Infinite Scalability – Analyzing Billions of Events for a Ride Sharing Application

With Ynon Cohen, Development Group Manager at Via

Via is re-engineering public transit, from a regulated system of rigid routes and schedules to a fully dynamic, on-demand network. Via’s mobile app connects multiple passengers who are headed the same way, allowing riders to seamlessly share a premium vehicle. First launched in New York City in 2013, the Via platform operates across the globe in over 50 cities. Via has partnered with public transportation agencies, private transit operators, taxi fleets, private companies, and universities, seamlessly integrating with public transit infrastructure to power cutting-edge on-demand mobility.

Via’s mobile application

Technology Challenges

Via’s users – riders and drivers – are sending billions of events to their backend engine on a monthly basis. Via’s application handles, tracks, and routes cars simultaneously and matches them to riders using sophisticated algorithms, taking many parameters into consideration, such as the traffic in the city, the location and drop-off time, other riders in the city, and more.

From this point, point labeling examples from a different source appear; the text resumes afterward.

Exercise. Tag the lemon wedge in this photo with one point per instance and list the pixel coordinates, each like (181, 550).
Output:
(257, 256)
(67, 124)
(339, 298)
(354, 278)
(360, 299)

Scalability-wise, these events create an extremely high and spikey load on the backend systems. For example, New York City, one of Via’s major operational regions, is particularly busy from 6 AM to 9 AM, and from 4 PM to 7 PM, when people are commuting to/from work. The demand can grow up to 20x in rush hours compared to low-demand periods. This requires rapid scaling in massive magnitudes.

Previous Architecture

As a cloud-first company, Via’s traditional architecture was already built on AWS. It was based on AWS ELB (Elastic Load Balancer) and standard EC2 servers. When scaling up we had to add additional servers to handle the load, growing from tens to hundreds.

Since Via also used microservices which were connected to these ELB and to one other, the entire system had to scale together – which forced the team to scale multiple other ELBs when one has already scaled.

“Infinite Scalability”

Via wanted a way to be “infinitely scalable” and to do it fast – “to go from 1x to 200x in no-time”, according to Ynon.

They also wanted a way to split the traditional server into small pieces, each of them highly scalable without strong dependencies between one another – to remove the coupling between different services.

Moving to a Modern Architecture

Via’s backend fully runs on Kubernetes clusters and we considered adding new services on the Kubernetes framework vs. using Lambda serverless as infrastructure. Eventually, Via decided to go with Lambda for all new services.

“Less work on DevOps – more work on our business,” said Ynon.

Via started developing new services using AWS Lambda. They also re-wrote some of the existing services using Lambda, breaking large code pieces to Lambda functions.

Looking back at the last year, 80% of the Lambda code is new. They used the Serverless Framework to manage and deploy their applications.

In terms of cost, they saw an extensive reduction in their cloud costs. “Lambda is significantly cheaper than anything else out there – our total cost dropped drastically,” said Ynon.

New Architecture Challenges

Going serverless-first wasn’t free of problems. The team encountered different challenges, from cold starts in a VPC, concurrency and parameters limits, to dealing with the concept of stateless code, which required a mindset shift.

Troubleshooting

The most significant challenge that Via’s team encountered with serverless infrastructure was troubleshooting their applications.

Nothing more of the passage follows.